O líder socialista insistiu hoje [ontem] que o melhor para o país é uma maioria do PS nas legislativas de 2015, considerando que o próximo Governo deve ser "uma escolha direta dos portugueses" e não resultar de um "jogo partidário".
Aludindo à sua intervenção na terça-feira, num jantar com o grupo parlamentar do PS, António Costa disse que se terá expressado mal ou sido "mal compreendido" sobre a formula política do Governo do Bloco Central, reiterando que apenas elogiou o exemplo de Mário Soares "e não propriamente essa fórmula de Governo em concreto".

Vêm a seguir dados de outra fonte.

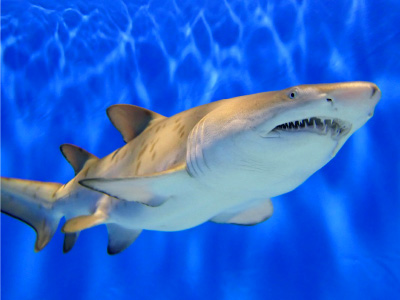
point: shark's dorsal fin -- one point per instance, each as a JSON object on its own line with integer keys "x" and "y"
{"x": 76, "y": 156}
{"x": 251, "y": 213}
{"x": 130, "y": 120}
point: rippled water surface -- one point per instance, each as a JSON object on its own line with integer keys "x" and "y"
{"x": 64, "y": 62}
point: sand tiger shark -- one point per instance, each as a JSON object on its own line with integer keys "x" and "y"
{"x": 219, "y": 162}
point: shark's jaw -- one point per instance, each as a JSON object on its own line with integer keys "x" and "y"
{"x": 334, "y": 127}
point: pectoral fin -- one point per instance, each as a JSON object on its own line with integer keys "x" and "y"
{"x": 151, "y": 190}
{"x": 251, "y": 213}
{"x": 83, "y": 222}
{"x": 69, "y": 241}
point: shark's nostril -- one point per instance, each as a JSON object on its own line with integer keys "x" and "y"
{"x": 374, "y": 90}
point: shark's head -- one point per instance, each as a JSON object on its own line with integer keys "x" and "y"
{"x": 282, "y": 136}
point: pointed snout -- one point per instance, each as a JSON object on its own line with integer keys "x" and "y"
{"x": 357, "y": 92}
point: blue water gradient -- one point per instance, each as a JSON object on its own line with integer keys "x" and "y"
{"x": 64, "y": 62}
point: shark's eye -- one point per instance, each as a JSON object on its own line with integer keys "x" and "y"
{"x": 293, "y": 94}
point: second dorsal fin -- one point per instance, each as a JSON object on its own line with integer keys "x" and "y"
{"x": 130, "y": 120}
{"x": 76, "y": 156}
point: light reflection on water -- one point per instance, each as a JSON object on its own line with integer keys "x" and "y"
{"x": 64, "y": 63}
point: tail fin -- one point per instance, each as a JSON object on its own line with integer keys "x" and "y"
{"x": 32, "y": 202}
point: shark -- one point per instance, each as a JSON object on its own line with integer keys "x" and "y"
{"x": 220, "y": 162}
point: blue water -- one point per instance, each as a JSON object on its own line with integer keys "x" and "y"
{"x": 64, "y": 62}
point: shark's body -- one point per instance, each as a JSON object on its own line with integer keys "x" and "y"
{"x": 221, "y": 161}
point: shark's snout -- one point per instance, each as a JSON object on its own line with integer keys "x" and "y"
{"x": 374, "y": 89}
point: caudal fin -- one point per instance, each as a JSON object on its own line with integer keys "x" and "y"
{"x": 32, "y": 202}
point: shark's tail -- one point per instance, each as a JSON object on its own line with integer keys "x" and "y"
{"x": 33, "y": 203}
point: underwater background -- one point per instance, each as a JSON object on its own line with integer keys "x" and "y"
{"x": 63, "y": 63}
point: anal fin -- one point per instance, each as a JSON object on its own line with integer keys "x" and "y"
{"x": 250, "y": 213}
{"x": 120, "y": 238}
{"x": 32, "y": 203}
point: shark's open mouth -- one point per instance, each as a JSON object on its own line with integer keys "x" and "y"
{"x": 336, "y": 127}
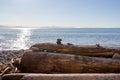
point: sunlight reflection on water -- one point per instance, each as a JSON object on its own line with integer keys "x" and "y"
{"x": 23, "y": 38}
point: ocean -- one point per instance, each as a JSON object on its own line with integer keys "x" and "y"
{"x": 23, "y": 38}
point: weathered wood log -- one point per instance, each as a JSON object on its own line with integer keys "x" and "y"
{"x": 92, "y": 51}
{"x": 22, "y": 76}
{"x": 44, "y": 62}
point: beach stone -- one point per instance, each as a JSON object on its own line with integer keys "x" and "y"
{"x": 116, "y": 56}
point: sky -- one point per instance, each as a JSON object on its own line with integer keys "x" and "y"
{"x": 62, "y": 13}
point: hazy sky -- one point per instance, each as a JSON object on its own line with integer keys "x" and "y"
{"x": 67, "y": 13}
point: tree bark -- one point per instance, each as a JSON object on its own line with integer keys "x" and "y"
{"x": 44, "y": 62}
{"x": 92, "y": 51}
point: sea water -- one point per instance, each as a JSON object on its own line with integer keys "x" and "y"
{"x": 23, "y": 38}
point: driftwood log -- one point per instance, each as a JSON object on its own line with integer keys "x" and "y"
{"x": 44, "y": 62}
{"x": 92, "y": 51}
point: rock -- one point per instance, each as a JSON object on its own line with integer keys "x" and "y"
{"x": 44, "y": 62}
{"x": 116, "y": 56}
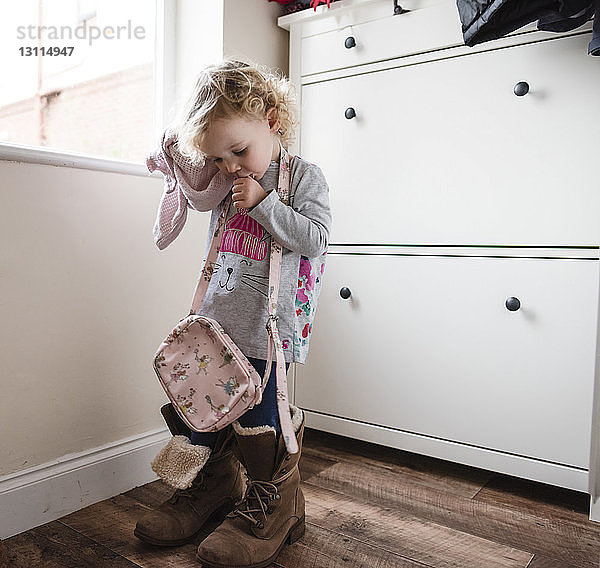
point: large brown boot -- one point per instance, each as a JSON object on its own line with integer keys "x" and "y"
{"x": 272, "y": 512}
{"x": 207, "y": 485}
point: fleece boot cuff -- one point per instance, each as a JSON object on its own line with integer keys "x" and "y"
{"x": 179, "y": 462}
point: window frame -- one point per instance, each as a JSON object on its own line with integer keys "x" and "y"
{"x": 163, "y": 93}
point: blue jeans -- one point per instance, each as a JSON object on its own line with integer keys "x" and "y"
{"x": 263, "y": 414}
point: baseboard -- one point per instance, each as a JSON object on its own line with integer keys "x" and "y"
{"x": 41, "y": 494}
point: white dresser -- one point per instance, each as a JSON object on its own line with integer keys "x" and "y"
{"x": 458, "y": 316}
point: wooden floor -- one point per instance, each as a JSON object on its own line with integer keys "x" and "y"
{"x": 366, "y": 506}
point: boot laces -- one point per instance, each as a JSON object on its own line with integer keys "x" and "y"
{"x": 259, "y": 494}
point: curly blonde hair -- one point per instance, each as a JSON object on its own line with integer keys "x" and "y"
{"x": 234, "y": 89}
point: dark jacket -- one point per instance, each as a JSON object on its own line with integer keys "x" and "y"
{"x": 491, "y": 19}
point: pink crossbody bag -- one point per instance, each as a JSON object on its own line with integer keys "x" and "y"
{"x": 209, "y": 381}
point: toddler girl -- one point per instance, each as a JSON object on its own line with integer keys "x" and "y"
{"x": 238, "y": 122}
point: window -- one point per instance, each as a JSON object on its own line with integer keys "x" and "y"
{"x": 78, "y": 76}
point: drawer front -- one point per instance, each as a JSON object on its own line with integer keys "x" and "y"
{"x": 445, "y": 152}
{"x": 426, "y": 27}
{"x": 426, "y": 345}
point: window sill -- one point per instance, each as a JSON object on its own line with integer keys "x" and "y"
{"x": 33, "y": 155}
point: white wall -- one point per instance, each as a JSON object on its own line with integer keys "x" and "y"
{"x": 85, "y": 295}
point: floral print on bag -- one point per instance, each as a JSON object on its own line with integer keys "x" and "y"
{"x": 309, "y": 286}
{"x": 186, "y": 403}
{"x": 203, "y": 362}
{"x": 179, "y": 372}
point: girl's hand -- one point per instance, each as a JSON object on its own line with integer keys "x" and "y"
{"x": 247, "y": 193}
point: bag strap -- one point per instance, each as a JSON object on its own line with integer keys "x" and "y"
{"x": 283, "y": 190}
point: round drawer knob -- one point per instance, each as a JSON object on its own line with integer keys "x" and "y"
{"x": 521, "y": 88}
{"x": 350, "y": 42}
{"x": 350, "y": 113}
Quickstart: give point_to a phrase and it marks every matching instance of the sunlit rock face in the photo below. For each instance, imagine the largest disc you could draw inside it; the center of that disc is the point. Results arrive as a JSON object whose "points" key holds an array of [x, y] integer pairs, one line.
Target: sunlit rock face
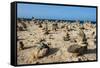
{"points": [[44, 41]]}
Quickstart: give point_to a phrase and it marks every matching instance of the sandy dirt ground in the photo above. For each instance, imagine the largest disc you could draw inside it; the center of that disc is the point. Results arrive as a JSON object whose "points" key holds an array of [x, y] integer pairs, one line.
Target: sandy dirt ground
{"points": [[59, 38]]}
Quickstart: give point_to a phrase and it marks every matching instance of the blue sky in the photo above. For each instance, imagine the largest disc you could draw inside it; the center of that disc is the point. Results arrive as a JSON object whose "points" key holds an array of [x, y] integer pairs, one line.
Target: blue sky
{"points": [[56, 12]]}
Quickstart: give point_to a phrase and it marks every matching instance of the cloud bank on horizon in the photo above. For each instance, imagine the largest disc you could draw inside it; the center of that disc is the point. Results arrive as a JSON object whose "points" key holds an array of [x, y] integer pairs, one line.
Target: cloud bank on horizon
{"points": [[56, 12]]}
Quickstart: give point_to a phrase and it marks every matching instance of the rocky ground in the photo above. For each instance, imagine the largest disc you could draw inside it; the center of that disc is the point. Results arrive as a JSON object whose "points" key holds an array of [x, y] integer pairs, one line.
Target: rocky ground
{"points": [[48, 42]]}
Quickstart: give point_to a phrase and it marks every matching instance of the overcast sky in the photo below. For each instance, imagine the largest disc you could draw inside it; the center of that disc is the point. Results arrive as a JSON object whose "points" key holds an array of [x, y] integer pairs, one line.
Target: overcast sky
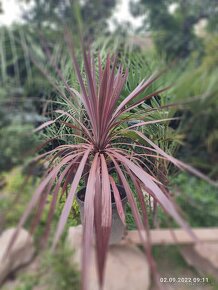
{"points": [[13, 11]]}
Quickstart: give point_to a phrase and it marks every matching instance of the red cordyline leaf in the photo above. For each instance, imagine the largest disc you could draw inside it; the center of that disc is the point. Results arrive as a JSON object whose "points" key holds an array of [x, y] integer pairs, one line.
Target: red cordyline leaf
{"points": [[104, 228], [139, 224], [101, 134], [89, 221], [69, 201]]}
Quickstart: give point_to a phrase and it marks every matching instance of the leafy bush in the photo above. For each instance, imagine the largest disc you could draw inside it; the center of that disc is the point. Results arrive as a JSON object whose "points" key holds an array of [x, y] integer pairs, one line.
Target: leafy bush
{"points": [[15, 142], [197, 199]]}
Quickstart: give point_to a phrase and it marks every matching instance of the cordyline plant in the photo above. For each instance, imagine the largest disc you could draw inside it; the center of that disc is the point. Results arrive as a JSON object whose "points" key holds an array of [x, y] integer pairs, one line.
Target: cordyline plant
{"points": [[106, 141]]}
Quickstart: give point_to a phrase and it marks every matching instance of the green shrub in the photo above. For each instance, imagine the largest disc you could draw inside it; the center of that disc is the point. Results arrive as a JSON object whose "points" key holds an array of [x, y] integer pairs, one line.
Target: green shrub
{"points": [[197, 199]]}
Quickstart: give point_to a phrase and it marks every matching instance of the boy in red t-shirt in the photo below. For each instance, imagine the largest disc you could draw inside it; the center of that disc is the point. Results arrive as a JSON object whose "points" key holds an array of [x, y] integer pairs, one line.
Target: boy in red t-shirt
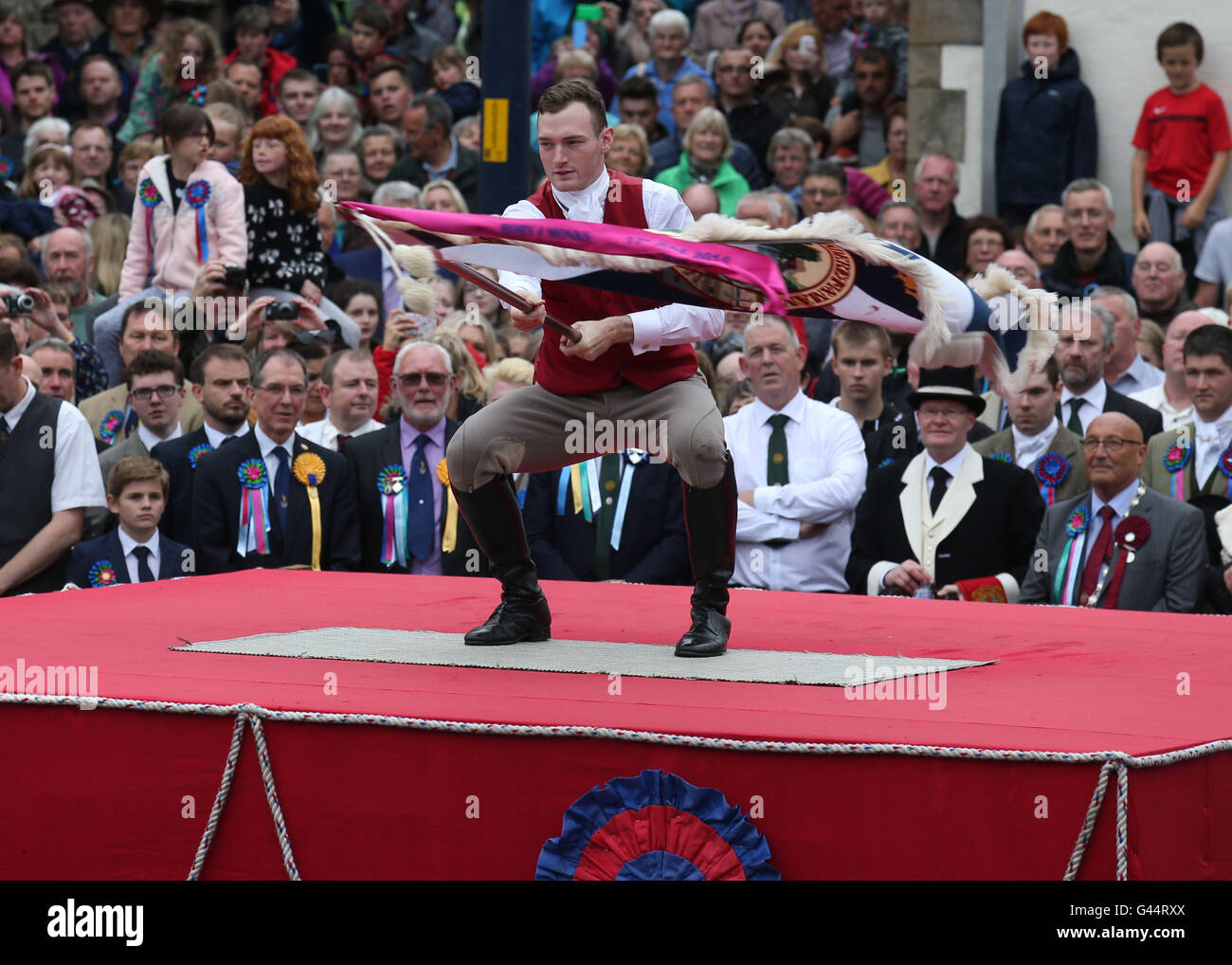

"O que eu quis sublinhar é que o bem mais precioso que o país tem perdido ao longo destes anos é a confiança e que não há nenhum país que seja capaz de vencer uma crise, de superar as suas dificuldades sem recuperar a confiança e dei o exemplo do doutor Mário Soares e da forma como liderou esse Governo, tendo sido capaz de incutir ao conjunto do país, confiança", disse.

***«»***
António Costa dá uma na pata e outra na ferradura, embora o cavalo esteja quieto. Diz uma coisa hoje e outra amanhã; Guina para um lado, aos dias pares, e guina para o outro, aos dias ímpares. Avança e recua com uma grande facilidade, fingindo que está a andar para a frente. Há dias foi buscar à História, a propósito da confiança e da falta dela, a epopeia dos Descobrimentos e o processo de descolonização, mas esqueceu-se de referir Alcácer Quibir, cuja catastrófica visão da sua própria repetição, nos tempos próximos, se afigura cada vez mais provável, e isto sem que ele diga aos portugueses a verdade em relação à situação da astronómica dívida pública, que será impossível de pagar, se, entretanto, não se avançar para a sua profunda reestruturação. 
Para fugir a esta questão, que é uma questão central da atual política portuguesa, António Costa refugia-se num discurso oco e vazio, sem propostas concretas, mas intencionalmente empolgante, à custa de uma retórica bem elaborada, capaz de enganar os mais incautos. A não ser no estilo e na novidade, António Costa não acrescenta nada de positivo, que nos faça acreditar numa qualquer mudança estrutural de fundo, se ele vier a ser primeiro-ministro.